New research: Majority says “walking away” still unacceptable
by Tim Manni
As the economic crisis wages on, I’m curious to know if your thoughts on strategic defaults have changed. Late last year we divided the walking away argument into two categories: emotion and logic. While some borrowers felt as though they had a moral obligation to keep paying their mortgage, others felt as though the decision to walk away is a business decision, nothing else.
The results of a recent survey from the Pew Research Center reveal a similar divide in sentiment. While the majority surveyed still feel that it’s “unacceptable” to walk away, 36% said it was acceptable to walk away, “at least under certain circumstances”:
Nearly six-in-ten (59%) believe it is wrong for homeowners to deliberately stop paying their mortgages and surrender their homes to the mortgage lender, according to the survey of 2,967 adults conducted May 11-31.
But two-in-ten (19%) say it’s acceptable and an additional 17% volunteer that it depends on the circumstances.
Are you considering walking away from your mortgage? If so, I wrote an article a little while back titled “The Pros and Cons of Walking Away from your Mortgage.” The article looks at 10 different considerations for walking away — five for and five against.

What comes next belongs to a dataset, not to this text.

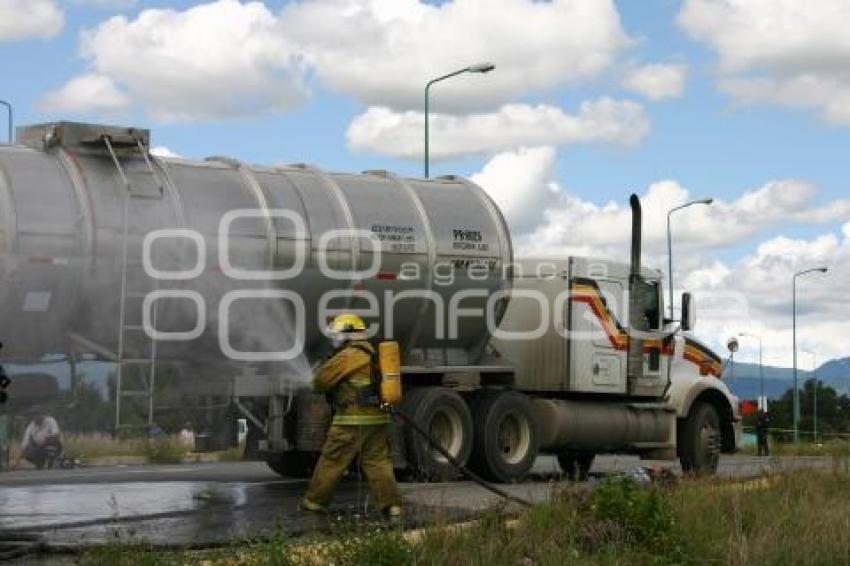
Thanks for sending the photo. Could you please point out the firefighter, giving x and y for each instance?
(359, 426)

Two reasons borrowers walk away
You’re underwater: The number one reason borrowers strategically default on their mortgage is because they are underwater. Given the substantial drop in home prices over the last few years, an estimated 25% of all homeowners have negative equity in their homes. According to a recent Federal Reserve study, “the median borrower does not strategically default until equity falls to -62 percent of their home’s value” (e.g. your home is worth $124,000 and the mortgage outstanding is $200,000). Given how far some borrowers’ equity has fallen, the underwater problem will be with us for years to come. Recently HSH.com ran some numbers and determined that a significant portion of borrowers wouldn’t even reach 0% equity until 2015.
The same home, or more, for less: While many homeowners may struggle with the moral dilemma of not paying their debt, walking away from your mortgage is a business decision. Whether you decide to walk away from your mortgage or refinance your mortgage, the ultimate goal is to significantly change your financial situation. According to the Wall Street Journal, some borrowers have successfully been able to walk away from underwater homes and rent similar properties in the same area for half the cost of their mortgage. The decision to walk away is all that much easier when you can keep your surroundings, lifestyles and neighborhoods intact and find a house that meets all of your needs for far less money each month.
Two reasons borrowers shouldn’t walk away
You’ll kill your credit: Walking away from your mortgage is one of the quickest and easiest ways to kill your credit score. Money Magazine says a borrower with a credit score of 780 who decides to walk away will see their score drop by up to 150 points. Given the widespread use of credit scores today, a drop in your credit score could prevent you from getting a new job, renting an apartment and will increase your interest costs now and well into the future.
You can’t own again for years: Strategic or not, if you default on your mortgage it will take years before you can get another mortgage. Foreclosed borrowers can expect to wait anywhere between two and five years before they are eligible to get a new mortgage. Borrowers who voluntarily walk away may have to wait twice as long. Fannie Mae recently announced their plans to lock strategic defaulters out of new loans for seven years! However, in an attempt to encourage borrowers to work with their lenders to produce less-costly outcomes, as of July 1, 2010, Fannie Mae cut in half the amount of time short sellers have to wait to become owners again. Borrowers who sell their homes via a short sale will only have to wait two years.